Deuxièmement, ces dispositions imposeraient une perte de recettes pour les collectivités territoriales. Il aurait été plus efficace de renforcer les exonérations existantes pour cibler le déploiement des zones les moins denses de notre territoire plutôt que de plafonner l’IFER. Encore une fois, une étude d’impact en la matière serait la bienvenue !

M. le président. Quel est l’avis de la commission ?

Mme Marta de Cidrac, rapporteur. Cet amendement tend à supprimer l’article 9, qui vise à faciliter le déploiement de stations radio pour la téléphonie mobile.

L’amendement de réécriture de cet article, que la commission a déposé et que nous examinerons dans un instant, permettra de répondre aux inquiétudes exprimées par notre collègue. Notre nouvelle rédaction n’aura pas d’impact sur le rendement actuel de l’IFER mobile et ciblera par ailleurs les zones peu denses, plutôt que d’instaurer un plafonnement global.

En ce sens, parce que les dispositions du présent amendement seront pleinement satisfaites sur le fond par notre amendement de réécriture, je demande le retrait de l’amendement n° 4 rectifié.

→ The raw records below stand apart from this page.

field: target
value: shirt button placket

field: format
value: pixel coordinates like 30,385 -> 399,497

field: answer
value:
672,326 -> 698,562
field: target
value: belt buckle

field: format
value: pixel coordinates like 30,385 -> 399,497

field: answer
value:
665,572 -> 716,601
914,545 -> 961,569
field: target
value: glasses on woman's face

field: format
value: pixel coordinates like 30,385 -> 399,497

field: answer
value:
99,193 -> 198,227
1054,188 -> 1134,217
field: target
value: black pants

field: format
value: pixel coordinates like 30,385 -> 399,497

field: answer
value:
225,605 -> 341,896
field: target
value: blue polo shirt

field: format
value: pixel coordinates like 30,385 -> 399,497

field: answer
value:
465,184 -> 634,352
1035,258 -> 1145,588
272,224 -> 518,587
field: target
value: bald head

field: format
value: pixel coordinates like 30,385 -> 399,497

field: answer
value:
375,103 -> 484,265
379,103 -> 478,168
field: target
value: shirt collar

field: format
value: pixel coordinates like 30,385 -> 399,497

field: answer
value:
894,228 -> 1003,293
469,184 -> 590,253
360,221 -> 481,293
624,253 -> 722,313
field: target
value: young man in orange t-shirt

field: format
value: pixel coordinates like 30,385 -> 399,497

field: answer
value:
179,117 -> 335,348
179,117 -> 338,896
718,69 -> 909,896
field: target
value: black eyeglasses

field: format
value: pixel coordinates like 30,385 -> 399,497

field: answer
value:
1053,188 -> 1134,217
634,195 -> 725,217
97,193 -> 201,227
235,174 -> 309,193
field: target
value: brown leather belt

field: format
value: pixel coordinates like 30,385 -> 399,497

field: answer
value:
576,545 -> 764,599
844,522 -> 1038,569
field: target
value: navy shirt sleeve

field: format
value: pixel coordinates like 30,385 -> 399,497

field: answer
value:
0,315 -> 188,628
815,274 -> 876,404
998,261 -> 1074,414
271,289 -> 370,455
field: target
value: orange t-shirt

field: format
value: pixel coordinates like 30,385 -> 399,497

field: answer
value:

M. Bruno Sido. Mme la rapporteur a raison !

M. le président. Quel est l’avis du Gouvernement ?

M. Julien Denormandie, secrétaire dÉtat. Le Gouvernement est favorable à cet amendement,…

M. Julien Denormandie, secrétaire dÉtat. … même si j’admets que le raisonnement suivi peut paraître quelque peu alambiqué.

Je suis favorable à cet amendement, parce que, à mon sens, la proposition de loi n’est pas le bon véhicule pour traiter de l’IFER. En revanche, sur le fond, il me semble judicieux de plafonner l’IFER, mais d’une manière très équilibrée.

M. Jacques Grosperrin. C’est vraiment alambiqué !

M. Bruno Sido. Il faut traduire !

M. Julien Denormandie, secrétaire dÉtat. D’un côté, l’IFER est une source de revenus très importante pour les collectivités ; mais, de l’autre, elle peut constituer un frein pour le déploiement des infrastructures.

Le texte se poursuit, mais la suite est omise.